- Born: August 22, 1866 Core Creek near Beaufort, North Carolina
- Died: June 23, 1948 (aged 81)

= Fairleigh S. Dickinson =

American businessman and donor (1866–1948)

Colonel Fairleigh Stanton Dickinson Sr. (August 22, 1866 - June 23, 1948) was an American businessman who was the co-founder of the Fortune 500 medical technology company Becton Dickinson and the named benefactor of Fairleigh Dickinson University.

==Biography==
Born in Core Creek near Beaufort, North Carolina, he was the son of David Owen and Margaret Ann Tillman Dickinson. As a young man he was a sailor on a square rigger for two years, before moving to Elizabeth, New Jersey, where he worked for the Singer Sewing Machine Co. while attending night high school. After being associated with the Saugerties Manufacturing Company, Dickinson and Maxwell Becton founded their surgical firm in New York in 1897, and moved it to Rutherford several years later. It soon became one of the largest surgical instrument manufacturing concerns in the U.S. On December 20, 1916, he married Grace Bancroft Smith (1887–1973) in Rutherford, New Jersey, and in 1919 they had a son, Fairleigh Dickinson, Jr. (1919–1996) who would eventually go on to run his father's company and become a New Jersey state senator.

During World War I, Dickinson was inducted into the United States Army Reserve as a lieutenant colonel, working with the Army Medical Corps on supplying surgical instruments.

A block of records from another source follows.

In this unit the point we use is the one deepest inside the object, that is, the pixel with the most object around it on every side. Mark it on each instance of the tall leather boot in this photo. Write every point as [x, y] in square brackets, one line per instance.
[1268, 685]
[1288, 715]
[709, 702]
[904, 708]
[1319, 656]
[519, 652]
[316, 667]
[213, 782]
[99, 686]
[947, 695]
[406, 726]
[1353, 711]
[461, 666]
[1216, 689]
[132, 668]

In 1926 he was appointed a member of the War Department's business council with the rank of colonel. Colonel Dickinson was named chairman of the medical and surgical committees for the medical departments of both the Army and Navy in 1940 and was reappointed to the post in 1944.

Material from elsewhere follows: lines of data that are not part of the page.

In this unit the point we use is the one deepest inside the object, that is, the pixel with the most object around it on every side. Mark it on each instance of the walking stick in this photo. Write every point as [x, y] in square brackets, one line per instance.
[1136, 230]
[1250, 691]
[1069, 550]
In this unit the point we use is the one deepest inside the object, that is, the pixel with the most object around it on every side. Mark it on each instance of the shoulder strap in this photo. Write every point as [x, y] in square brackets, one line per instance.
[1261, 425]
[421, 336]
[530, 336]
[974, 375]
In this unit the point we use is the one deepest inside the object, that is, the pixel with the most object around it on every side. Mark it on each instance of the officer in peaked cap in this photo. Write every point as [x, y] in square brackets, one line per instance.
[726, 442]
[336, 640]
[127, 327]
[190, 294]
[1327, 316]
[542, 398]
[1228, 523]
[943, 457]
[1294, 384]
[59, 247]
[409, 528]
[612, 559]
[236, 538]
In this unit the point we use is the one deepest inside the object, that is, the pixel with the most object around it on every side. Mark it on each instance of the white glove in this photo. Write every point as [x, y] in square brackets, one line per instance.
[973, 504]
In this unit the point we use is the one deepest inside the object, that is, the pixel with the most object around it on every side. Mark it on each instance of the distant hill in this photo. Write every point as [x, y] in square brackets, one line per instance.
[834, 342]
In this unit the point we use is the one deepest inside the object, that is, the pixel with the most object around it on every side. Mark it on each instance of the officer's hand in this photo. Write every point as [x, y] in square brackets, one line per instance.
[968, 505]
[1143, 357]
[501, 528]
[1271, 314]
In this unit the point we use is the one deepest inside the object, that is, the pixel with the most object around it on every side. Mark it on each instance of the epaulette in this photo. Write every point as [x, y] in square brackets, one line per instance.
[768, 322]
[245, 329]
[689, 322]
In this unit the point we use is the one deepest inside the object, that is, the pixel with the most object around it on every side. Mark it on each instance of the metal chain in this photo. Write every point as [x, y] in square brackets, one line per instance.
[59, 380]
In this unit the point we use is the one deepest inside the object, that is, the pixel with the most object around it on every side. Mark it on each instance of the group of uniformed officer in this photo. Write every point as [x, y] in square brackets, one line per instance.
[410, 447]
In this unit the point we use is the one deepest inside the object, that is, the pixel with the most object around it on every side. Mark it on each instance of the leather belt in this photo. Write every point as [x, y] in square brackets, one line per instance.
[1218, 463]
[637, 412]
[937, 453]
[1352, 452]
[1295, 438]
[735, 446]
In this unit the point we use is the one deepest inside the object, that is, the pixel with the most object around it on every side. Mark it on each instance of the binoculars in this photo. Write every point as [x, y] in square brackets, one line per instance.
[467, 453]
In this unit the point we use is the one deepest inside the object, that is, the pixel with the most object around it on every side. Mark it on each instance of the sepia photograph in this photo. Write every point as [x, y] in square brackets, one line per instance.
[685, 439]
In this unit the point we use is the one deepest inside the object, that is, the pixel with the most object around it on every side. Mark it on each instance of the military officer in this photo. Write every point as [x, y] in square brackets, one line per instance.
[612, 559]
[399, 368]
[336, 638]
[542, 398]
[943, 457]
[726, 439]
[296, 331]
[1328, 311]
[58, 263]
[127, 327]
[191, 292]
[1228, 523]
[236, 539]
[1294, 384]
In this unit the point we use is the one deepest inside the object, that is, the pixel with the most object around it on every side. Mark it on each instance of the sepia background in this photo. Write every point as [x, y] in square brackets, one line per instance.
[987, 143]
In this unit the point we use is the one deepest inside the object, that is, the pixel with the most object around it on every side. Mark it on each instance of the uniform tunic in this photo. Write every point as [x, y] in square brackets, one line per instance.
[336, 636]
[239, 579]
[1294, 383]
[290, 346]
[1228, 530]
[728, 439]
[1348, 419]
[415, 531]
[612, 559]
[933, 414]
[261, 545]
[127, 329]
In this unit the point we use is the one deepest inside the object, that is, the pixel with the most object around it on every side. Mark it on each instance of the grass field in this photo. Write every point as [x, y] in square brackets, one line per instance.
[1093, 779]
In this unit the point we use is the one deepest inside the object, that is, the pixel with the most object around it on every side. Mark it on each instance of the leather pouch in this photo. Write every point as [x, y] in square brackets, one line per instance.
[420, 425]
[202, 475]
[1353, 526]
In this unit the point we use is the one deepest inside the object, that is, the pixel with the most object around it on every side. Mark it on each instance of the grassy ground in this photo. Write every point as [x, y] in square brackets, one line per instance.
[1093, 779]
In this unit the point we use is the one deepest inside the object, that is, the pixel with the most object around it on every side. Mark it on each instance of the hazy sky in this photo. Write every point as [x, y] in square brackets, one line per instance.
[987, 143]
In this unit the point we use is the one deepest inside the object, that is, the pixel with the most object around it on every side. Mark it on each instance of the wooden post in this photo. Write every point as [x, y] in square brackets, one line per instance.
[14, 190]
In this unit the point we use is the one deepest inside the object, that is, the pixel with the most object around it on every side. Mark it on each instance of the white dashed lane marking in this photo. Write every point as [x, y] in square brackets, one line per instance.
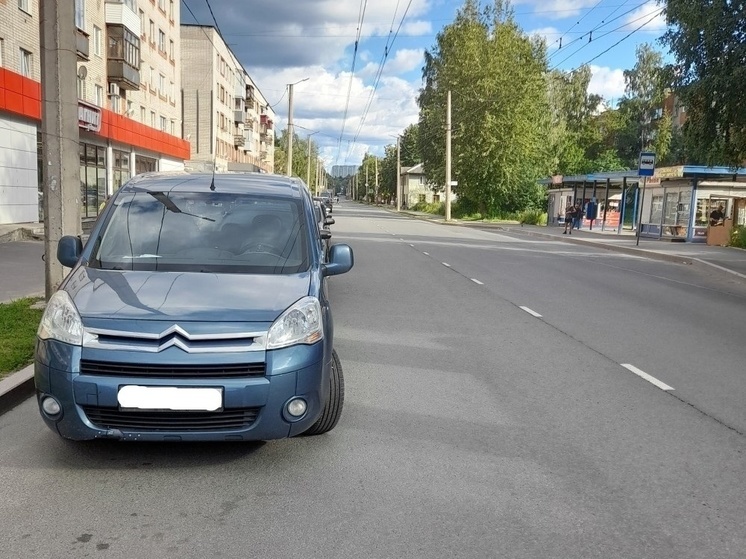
[647, 377]
[532, 313]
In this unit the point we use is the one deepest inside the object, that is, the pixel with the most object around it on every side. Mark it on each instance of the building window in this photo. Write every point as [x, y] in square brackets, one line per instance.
[97, 40]
[27, 67]
[124, 46]
[121, 168]
[80, 14]
[92, 178]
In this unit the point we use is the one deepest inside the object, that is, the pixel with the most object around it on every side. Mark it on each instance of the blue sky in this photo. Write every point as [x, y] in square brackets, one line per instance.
[351, 113]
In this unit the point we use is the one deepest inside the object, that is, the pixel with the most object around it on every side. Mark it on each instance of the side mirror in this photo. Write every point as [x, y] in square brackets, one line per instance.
[341, 260]
[68, 250]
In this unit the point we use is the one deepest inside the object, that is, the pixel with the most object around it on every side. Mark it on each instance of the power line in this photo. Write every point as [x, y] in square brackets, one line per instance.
[361, 18]
[653, 16]
[601, 25]
[377, 81]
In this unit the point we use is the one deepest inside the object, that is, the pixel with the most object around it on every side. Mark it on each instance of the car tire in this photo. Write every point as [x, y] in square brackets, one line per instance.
[334, 403]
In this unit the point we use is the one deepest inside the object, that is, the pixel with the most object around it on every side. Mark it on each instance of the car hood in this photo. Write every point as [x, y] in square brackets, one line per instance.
[191, 296]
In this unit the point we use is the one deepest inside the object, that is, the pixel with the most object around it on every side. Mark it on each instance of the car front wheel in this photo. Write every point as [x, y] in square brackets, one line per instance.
[333, 407]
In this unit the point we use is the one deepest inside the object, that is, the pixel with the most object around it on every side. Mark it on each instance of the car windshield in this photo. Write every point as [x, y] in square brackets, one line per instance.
[203, 232]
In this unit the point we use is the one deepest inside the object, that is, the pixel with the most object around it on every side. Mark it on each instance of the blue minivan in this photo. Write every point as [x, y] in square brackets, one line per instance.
[197, 310]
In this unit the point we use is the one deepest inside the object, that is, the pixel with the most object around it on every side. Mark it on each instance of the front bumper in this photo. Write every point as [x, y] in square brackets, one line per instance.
[253, 407]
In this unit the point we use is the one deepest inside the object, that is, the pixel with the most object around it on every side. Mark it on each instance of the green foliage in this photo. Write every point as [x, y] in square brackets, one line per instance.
[707, 40]
[738, 237]
[18, 325]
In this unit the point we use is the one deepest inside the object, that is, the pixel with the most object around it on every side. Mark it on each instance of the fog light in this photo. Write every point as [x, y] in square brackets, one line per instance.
[50, 406]
[296, 407]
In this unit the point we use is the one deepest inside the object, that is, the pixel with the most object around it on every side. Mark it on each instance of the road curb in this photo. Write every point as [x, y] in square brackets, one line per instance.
[16, 388]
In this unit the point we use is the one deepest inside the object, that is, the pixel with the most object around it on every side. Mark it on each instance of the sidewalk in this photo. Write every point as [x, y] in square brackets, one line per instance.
[726, 260]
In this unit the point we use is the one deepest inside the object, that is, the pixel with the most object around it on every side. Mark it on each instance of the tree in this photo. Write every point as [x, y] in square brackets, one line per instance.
[707, 40]
[644, 125]
[499, 112]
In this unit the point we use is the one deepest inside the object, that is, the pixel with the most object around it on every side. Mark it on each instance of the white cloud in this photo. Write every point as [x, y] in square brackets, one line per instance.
[558, 9]
[607, 82]
[649, 10]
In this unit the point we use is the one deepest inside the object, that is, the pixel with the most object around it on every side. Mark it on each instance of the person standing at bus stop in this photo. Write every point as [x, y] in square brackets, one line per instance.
[569, 219]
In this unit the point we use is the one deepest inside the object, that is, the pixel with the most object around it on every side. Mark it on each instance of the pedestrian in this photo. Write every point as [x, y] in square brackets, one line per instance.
[569, 218]
[578, 219]
[717, 216]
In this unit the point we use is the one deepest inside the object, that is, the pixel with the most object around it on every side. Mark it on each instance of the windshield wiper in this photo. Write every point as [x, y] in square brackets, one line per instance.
[170, 206]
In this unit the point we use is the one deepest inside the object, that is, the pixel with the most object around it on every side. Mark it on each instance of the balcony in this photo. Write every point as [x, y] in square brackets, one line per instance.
[122, 74]
[82, 45]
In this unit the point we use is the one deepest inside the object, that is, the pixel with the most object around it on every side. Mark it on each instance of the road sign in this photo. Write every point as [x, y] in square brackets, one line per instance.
[646, 167]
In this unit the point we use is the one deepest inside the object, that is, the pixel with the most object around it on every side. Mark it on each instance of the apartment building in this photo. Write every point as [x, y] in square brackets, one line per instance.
[227, 121]
[129, 114]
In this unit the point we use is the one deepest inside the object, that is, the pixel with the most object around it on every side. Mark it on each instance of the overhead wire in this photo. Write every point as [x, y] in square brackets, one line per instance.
[361, 18]
[387, 49]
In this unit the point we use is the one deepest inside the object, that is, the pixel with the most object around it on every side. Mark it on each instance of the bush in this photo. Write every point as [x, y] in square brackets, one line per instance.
[738, 237]
[532, 217]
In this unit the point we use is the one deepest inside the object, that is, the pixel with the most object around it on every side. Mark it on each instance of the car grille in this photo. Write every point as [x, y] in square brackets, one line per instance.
[113, 418]
[104, 368]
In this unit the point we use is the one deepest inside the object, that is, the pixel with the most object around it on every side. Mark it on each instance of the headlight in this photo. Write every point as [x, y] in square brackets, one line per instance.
[61, 320]
[299, 324]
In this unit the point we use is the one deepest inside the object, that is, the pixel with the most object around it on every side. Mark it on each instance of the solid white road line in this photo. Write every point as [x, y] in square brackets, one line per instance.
[647, 377]
[532, 313]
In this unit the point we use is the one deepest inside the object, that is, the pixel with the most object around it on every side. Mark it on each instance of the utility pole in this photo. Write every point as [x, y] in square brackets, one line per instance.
[398, 174]
[448, 158]
[59, 125]
[290, 126]
[376, 193]
[290, 130]
[308, 172]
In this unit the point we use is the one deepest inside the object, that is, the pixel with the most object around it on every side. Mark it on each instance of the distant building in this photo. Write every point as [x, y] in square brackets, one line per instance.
[227, 121]
[341, 171]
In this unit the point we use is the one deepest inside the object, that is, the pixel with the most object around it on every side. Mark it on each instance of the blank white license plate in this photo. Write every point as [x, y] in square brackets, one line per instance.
[170, 398]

From 1927 until his death, he was president of the Rutherford National Bank. He also was director of the American Surgical Trade Association for nineteen years and president of the Manufacturers Surgical Trade Association from 1919 to 1944. He was a charter member and past president of the Rutherford Rotary Club; a member of the Masons and the Knights Templar; and a member of the executive committees of the national and regional councils of the Boy Scouts of America. In 1938 he returned to his home town in North Carolina to build the Core Creek Community Church (now Core Creek Methodist Church) and Social Center Community Clubhouse.

In 1942, he used his wealth to found Fairleigh Dickinson College, which is today Fairleigh Dickinson University with four campuses, located in Madison/Florham Park, New Jersey; Teaneck/Hackensack, New Jersey; Wroxton, England; and Vancouver, British Columbia, Canada.

Dickinson was interred in Hillside Cemetery, in Lyndhurst, New Jersey.